Октябрь 1729 года
Даше отчего-то редко снились сны. Еще раньше, дома, брат Илья, обожавший наутро пересказывать свои смешные и причудливые сновидения, смеялся над нею и поглядывал свысока. Но матушка, которая любила эту свою молчаливую, замкнутую дочку, пожалуй, больше всех других детей, как-то раз сердито прервала его насмешки и пояснила: просто Данькина душа ночью странствует в таких дальних далях (ведь сон это не что иное, как странствие души!), что, пока возвращается обратно, успевает по пути забыть все, с нею приключившееся. А может статься, с нее кто-то зарок берет: молчать, ничего не рассказывать, а то не пустят ее снова в те волшебные царства-королевства, где ей так нравится пребывать!
Даша с тех пор успокоилась – и даже огорчалась, когда утром могла все-таки вспомнить сон. Почему-то так уж выходило, что запоминались они к каким-то неприятностям. Скажем, увидится ей веселый игривый котенок, который так и ластится, так и вьется вокруг ног, – наверняка жди какой-то гадости от жизни. Матушка говорила, что если страшный сон кому-нибудь сразу пересказать, то он не успеет сбыться. Накануне того дня, как домой воротился осиротелый Волчок, Даше приснился клубок змей, но она забыла рассказать об этом брату. Сон сбылся, да как страшно…

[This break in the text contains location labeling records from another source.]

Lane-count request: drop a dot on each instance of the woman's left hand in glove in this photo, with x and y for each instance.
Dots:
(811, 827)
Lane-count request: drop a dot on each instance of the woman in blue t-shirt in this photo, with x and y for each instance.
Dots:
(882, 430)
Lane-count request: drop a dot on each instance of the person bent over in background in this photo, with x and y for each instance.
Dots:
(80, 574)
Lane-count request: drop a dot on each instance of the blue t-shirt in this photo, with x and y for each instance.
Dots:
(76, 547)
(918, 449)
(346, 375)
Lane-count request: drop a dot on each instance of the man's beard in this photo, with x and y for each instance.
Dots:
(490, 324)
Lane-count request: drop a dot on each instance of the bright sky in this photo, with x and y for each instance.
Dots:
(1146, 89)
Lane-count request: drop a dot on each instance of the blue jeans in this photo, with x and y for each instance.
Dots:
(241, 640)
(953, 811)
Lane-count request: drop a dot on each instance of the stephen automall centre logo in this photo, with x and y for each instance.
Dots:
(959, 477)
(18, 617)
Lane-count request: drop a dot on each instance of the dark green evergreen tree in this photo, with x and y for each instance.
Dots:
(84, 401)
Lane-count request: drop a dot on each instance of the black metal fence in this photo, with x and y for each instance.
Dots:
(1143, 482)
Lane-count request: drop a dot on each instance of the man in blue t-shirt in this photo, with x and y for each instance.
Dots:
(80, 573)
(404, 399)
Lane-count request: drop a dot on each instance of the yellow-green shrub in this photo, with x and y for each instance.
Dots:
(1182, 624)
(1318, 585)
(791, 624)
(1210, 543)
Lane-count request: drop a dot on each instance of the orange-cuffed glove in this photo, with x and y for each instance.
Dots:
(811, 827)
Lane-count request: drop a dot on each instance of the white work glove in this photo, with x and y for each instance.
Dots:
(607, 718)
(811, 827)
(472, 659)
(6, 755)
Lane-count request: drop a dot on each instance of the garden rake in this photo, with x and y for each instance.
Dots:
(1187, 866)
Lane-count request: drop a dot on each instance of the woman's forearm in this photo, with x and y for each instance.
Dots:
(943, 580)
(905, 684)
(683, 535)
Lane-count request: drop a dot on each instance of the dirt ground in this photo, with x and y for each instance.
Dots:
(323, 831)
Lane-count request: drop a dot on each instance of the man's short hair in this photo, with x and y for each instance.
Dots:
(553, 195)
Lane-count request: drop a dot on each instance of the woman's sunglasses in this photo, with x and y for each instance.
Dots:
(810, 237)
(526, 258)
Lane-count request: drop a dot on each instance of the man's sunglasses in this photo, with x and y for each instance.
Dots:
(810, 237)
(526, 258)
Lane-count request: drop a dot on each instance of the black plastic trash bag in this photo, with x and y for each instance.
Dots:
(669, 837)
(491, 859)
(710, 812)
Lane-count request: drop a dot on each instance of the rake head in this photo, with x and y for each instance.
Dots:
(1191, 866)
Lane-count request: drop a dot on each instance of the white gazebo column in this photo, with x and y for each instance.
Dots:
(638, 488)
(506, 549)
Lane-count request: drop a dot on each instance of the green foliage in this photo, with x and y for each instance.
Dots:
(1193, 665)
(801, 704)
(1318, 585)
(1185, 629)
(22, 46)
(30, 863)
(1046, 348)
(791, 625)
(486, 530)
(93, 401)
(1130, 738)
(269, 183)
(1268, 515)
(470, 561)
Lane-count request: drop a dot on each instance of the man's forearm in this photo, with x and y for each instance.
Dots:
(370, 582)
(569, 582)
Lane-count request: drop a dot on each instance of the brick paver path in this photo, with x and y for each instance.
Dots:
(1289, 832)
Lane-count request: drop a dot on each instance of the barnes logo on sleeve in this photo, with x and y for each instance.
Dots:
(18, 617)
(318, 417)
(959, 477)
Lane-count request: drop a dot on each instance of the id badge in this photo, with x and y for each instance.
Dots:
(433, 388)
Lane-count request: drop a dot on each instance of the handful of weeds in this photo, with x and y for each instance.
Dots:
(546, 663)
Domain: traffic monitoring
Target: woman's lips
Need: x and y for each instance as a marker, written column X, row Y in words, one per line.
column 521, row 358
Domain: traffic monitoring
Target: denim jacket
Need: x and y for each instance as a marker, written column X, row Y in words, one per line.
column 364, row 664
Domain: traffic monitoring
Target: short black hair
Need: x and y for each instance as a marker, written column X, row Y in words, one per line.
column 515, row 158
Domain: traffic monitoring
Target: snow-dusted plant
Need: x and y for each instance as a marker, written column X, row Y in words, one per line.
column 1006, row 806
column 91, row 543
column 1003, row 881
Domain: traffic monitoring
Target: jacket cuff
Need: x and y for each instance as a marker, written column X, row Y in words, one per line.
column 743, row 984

Вот и нынче она проснулась вся в холодном поту от ужаса, первым делом подумав, что надо свой сон непременно и поскорее кому-то рассказать, потому что, если он сбудется, Даше уж лучше не жить на свете!
Снилось ей, будто идут они вдвоем с Алексом по широкой улице, такой нарядной и многолюдной, какой Даше видеть еще не приходилось. Дома кругом каменные, в несколько ярусов, и разноцветные, словно нарочно выкрашенные. Сама улица не камнем вымощенная, а гладкая-гладкая, как бы земля убитая под ногами, но это не земля, потому что Дашины каблучки звонко цокают по ней: цок да цок, цок да цок!
Идут Даша с Алексом рука об руку, друг на дружку не глядят, но все равно – Дашино сердце так и трепещет от счастья, что он рядом, что можно в любое мгновение повернуть голову, посмотреть на него, словечко молвить, а то и до руки его дотронуться.